Autodesk CEO Carl Bass give a talk at Cleantech Forum San Francisco. Full video of the talk is here.
Bass says computers have become so cheap and so powerful that they can be used in exciting new ways in the design process. An hour of CPU time now costs about $.25. Dollar for dollar, computers today are ten thousand times more powerful than they were ten years ago. Design decisions once made by gut feeling or guesstimation can now be made by analyzing sophisticated 3-D models on cheap, ubiquitous desktop computers. Mistakes can be made in bits (cheap, infinite), rather than in atoms (expensive, wasteful).
Bass' commitment to cleantech was impressive. He rightly described cleantech as the biggest challenge of a generation. And he re-announced their Clean Tech Partner program, whereby Autodesk gives away up to $150,000 in software to cleantech startups, with very few strings attached. Paul Cousens runs the program, and is great to work with.
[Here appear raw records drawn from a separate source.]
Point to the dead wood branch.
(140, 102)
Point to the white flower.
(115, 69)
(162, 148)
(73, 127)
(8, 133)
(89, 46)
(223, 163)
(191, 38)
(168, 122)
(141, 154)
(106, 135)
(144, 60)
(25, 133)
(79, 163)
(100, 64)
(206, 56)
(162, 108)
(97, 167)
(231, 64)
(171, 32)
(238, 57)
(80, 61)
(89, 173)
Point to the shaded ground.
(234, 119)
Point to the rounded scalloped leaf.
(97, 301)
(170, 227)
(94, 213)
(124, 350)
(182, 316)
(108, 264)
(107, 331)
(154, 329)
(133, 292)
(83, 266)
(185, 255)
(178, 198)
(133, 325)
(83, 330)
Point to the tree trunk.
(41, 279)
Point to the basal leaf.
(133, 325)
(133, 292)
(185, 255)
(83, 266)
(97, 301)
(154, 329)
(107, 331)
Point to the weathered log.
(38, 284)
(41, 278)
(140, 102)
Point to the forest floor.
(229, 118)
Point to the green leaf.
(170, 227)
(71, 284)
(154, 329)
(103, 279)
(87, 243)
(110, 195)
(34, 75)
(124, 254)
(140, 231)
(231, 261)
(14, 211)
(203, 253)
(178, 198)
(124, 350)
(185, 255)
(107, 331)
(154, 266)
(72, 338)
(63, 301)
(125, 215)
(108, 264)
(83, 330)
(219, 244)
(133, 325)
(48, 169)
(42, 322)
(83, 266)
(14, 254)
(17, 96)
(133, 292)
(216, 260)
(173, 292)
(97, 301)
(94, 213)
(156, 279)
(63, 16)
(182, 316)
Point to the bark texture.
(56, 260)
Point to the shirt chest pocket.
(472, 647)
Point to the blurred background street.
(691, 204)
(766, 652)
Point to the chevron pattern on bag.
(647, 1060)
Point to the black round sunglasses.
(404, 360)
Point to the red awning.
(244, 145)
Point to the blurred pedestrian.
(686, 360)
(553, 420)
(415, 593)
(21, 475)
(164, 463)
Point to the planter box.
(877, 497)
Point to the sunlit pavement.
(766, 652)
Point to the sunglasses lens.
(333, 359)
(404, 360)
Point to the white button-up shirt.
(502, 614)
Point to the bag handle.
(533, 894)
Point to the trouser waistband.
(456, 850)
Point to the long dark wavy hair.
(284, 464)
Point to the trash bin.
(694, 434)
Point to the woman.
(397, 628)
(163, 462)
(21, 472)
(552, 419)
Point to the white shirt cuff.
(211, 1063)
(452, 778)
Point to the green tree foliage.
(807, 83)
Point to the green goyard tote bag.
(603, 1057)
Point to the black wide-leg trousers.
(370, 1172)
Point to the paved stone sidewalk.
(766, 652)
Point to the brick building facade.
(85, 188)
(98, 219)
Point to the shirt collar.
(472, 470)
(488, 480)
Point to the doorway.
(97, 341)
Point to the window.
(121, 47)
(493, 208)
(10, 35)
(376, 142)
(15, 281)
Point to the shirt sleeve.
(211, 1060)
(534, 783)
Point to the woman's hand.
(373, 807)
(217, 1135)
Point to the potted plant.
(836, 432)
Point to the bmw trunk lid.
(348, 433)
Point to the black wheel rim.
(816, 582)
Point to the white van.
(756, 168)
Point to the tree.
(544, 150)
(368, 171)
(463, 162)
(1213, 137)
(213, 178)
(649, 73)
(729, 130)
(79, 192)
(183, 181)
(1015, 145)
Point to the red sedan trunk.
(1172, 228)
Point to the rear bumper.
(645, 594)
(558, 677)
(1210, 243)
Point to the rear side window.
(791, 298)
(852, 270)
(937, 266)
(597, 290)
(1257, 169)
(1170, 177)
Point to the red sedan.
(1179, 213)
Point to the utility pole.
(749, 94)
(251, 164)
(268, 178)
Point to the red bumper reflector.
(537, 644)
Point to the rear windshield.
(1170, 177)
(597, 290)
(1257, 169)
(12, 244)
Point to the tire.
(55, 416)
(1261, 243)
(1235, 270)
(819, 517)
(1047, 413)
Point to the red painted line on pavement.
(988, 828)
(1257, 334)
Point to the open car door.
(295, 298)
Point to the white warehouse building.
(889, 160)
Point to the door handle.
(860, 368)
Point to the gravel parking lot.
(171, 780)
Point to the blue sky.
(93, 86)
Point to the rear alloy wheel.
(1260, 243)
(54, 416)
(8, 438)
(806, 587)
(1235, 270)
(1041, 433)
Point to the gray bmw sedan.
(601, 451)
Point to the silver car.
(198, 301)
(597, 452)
But I want to address one part of Bass' talk. He says every building ever built has been a prototype (with a few exceptions like tract housing). This makes building ripe for energy use analysis (especially since buildings are responsible for something like 60% of energy use). And yet, he says, what if you ask an architect who's just finished designing a building: How would this building's energy use change if it were rotated by 20 degrees, or if the walls had a higher R-value? Most architects would admit they should know the answer, but most don't. Admittedly, these are complex questions, but Bass implies Autodesk software can help find the answers.
The problem is, Autodesk's Sustainable Design tools wouldn't offer much help to the architect in question.
Revit is Autodesk's 3D building design software. It's powerful and relatively easy to use. To create a wall, you just click where the wall should go. But Revit has no built-in abilities to analyze a building's performance. Though you can select a material for the wall you just drew, the software doesn't know the thermal properties of that material. You can place HVAC equipment, but the software doesn't know how efficient it is.
Thus, after a designer has painstakingly built a buidling model in Revit, she can't say anything about its energy performance. It's just a bunch of lines and boxes on a screen. More specifically, she can't answer Bass' question: How would this building's energy use change if it were rotated by 20 degrees?
To even begin to run an analysis, the designer would have to export to .gbxml, a green building-specific file format. GBXML files contain some basic geometry data about the building model, but nothing about the materials the designer specified. So using any analysis tool means re-entering information about every material used in the building: exterior walls, slab floors, foundations, windows, doors.
Autodesk acquired Ecotect in June 2008, but the software hasn't changed much since then. It's an incredible piece of software, but its user interface is seriously lacking--a far cry from Revit and Inventor. It's too powerful for most users, and it tries to do too many things. Running an analysis means making too many minute decisions, like how many people will be in the building during which hours of the day. And as far as I know, Ecotect has no way to include HVAC systems in its analysis, which limits it utility significantly.
Acquired around the same time, Green Building Studio is also interesting. Setting the location of the building to be analyzed is done with a Google Maps interface. GBS even uses the web to find average energy prices for the building's address--very Web 2.0. But specifying materials and HVAC equipment in GBS is a pain; there's a set list of materials to choose from, so you're out of luck if you're planning to use a cutting-edge product like SeriousWindows. Why not let us specify the U-value of our windows? The pop-up menu listing the HVAC options is far too long, and doesn't include options like multiple separate HVAC systems.
This is especially frustrating because other Autodesk software can perform complex analyses with much less effort. In Autodesk Inventor, simulation and analysis are baked right in--no need to export or switch programs. I can build a model of a simple part, add some forces and restraints, and *poof*, I can see how much that part will deflect under load. Need an animation of the part deflecting in slow-mo? Two clicks and it's done. Oh, and how about making Inventor optimize the part's thickness to ensure it's only as thick as it needs to be? Yea, we've got that. No engineering degree required.
I initially looked into this issue 6 months ago. Unfortunately, little has changed since then. I was hoping Revit 2011 would inherit the analysis capabilities of Ecotect, making building performance analysis an integral feature. But it looks like that only happened for one feature, the sun path simulation tool. Maybe Ecotect 2011 would finally be a mature, usable product? Nope, sounds like Ecotect 2011 will be practically identical to 2010. And Green Building Studio? Just as klunky as when I used it last year.
What gives, Carl? Why isn't this a priority, given the scope of the problem (buildings are responsible for over 50% of energy consumption) and your company's core competency in designing (generally) intuitive, powerful software?